The so-called Government Sponsored Enterprises, Fannie Mae and Freddie Mac, together with the Federal Home Loan Bank, have played a central role in shoring up the housing-finance market since the sub-prime meltdown began. It is not much of an exaggeration to say that they have become the entire market. But the more money they have pumped into housing, the faster their own financial condition has deteriorated. Now investors are ditching Fannie and Freddie stocks; on Thursday shares in Freddie fell nearly 20 per cent, to their lowest since 1991. Anxiety had been building for a while, then worsened suddenly when Bill Poole, a former head of the St Louis Fed, said that Freddie was technically insolvent in the first quarter under mark-to-market accounting (that is, the value of its assets was less than the value of its liabilities).

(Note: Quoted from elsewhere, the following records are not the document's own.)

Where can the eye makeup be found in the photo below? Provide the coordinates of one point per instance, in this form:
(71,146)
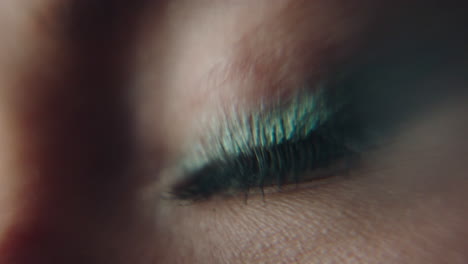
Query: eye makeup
(274,146)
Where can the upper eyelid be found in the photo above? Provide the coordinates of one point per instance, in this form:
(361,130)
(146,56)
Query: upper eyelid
(239,133)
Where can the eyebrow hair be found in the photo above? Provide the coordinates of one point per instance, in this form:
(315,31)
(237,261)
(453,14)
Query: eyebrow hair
(237,133)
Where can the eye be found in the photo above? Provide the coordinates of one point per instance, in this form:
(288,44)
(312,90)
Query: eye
(314,134)
(311,135)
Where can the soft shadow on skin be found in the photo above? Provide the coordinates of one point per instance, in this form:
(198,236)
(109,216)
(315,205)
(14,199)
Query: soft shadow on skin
(75,140)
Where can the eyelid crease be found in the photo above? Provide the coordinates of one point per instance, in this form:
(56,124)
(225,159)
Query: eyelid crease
(237,133)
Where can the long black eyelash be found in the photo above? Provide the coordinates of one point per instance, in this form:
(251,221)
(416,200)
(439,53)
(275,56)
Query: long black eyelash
(279,164)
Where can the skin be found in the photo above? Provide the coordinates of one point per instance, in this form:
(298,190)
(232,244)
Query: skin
(93,114)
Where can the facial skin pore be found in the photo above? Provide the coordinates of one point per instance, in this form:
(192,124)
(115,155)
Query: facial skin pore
(99,98)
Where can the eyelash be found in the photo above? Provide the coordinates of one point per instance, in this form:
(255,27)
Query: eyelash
(282,163)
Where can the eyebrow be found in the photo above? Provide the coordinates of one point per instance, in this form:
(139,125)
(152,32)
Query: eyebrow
(236,133)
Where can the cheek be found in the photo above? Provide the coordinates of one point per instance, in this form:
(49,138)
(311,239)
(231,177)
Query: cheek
(404,204)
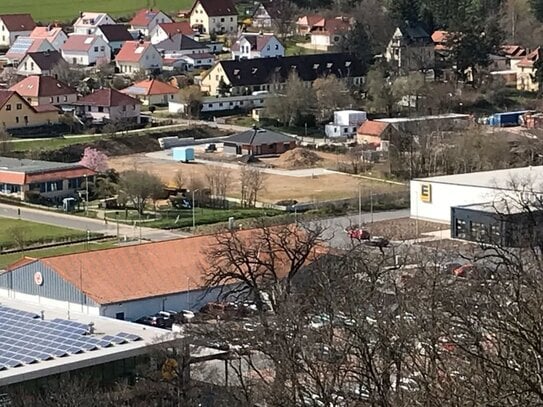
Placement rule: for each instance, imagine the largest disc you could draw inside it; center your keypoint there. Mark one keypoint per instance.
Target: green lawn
(204, 216)
(7, 259)
(62, 10)
(32, 232)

It is inconceivable that the government would stand aside and let these institutions go down: to say that they are too big to fail hardly does the case justice. Their liabilities are now larger than those of the entire federal government. If regulatory forbearance--the traditional approach to the GSEs--should fail, and the choice comes to standing by or outright nationalization, it would be the latter in a heartbeat. The question is not whether there would be a bail-out, but how hard the terms would be on creditors and shareholders. (Bear Stearns was not allowed to fail--but its shareholders were crucified.) We may very well discover the value of that fabled "implicit guarantee". Owners and lenders alike are having second thoughts about it: shareholders are running for the door and lenders have raised their spreads sharply.
Will a recovering housing market come to the GSEs' rescue? Not for some while yet. Consider what Janet Yellen, boss of the San Francisco Fed, told the UCSD Economics Roundtable this week (via Econbrowser):
Unfortunately, it appears to me that there are at least three reasons for thinking that housing prices have further to fall. First, the ratio of house prices to rents—a kind of price-dividend ratio for housing—still remains quite high by historical standards, despite having fallen from its historical peak reached in early 2006. That suggests that further price declines may be needed to bring housing markets into balance. Second, inventories of unsold homes remain at elevated levels. This "excess supply" of available homes will put downward pressure on housing prices. Indeed, these inventories are likely to directly depress construction activity, since there is little point in building new homes when there is already a large backlog of unsold homes. Third, the futures market for house prices predicts further declines in a number of metropolitan areas this year. In particular, the Case-Shiller composite index for home prices shows a 15 to 20 percent year-over-year decline in the second half of this year. The bottom line is that construction spending and house prices seem likely to continue to fall well into 2009.
In short, the GSEs' financial condition is going to get worse before it gets better. If it happens, a rescue of Fannie and Freddie would dwarf not only anything seen up to now, but anything even contemplated. This crisis isn't over.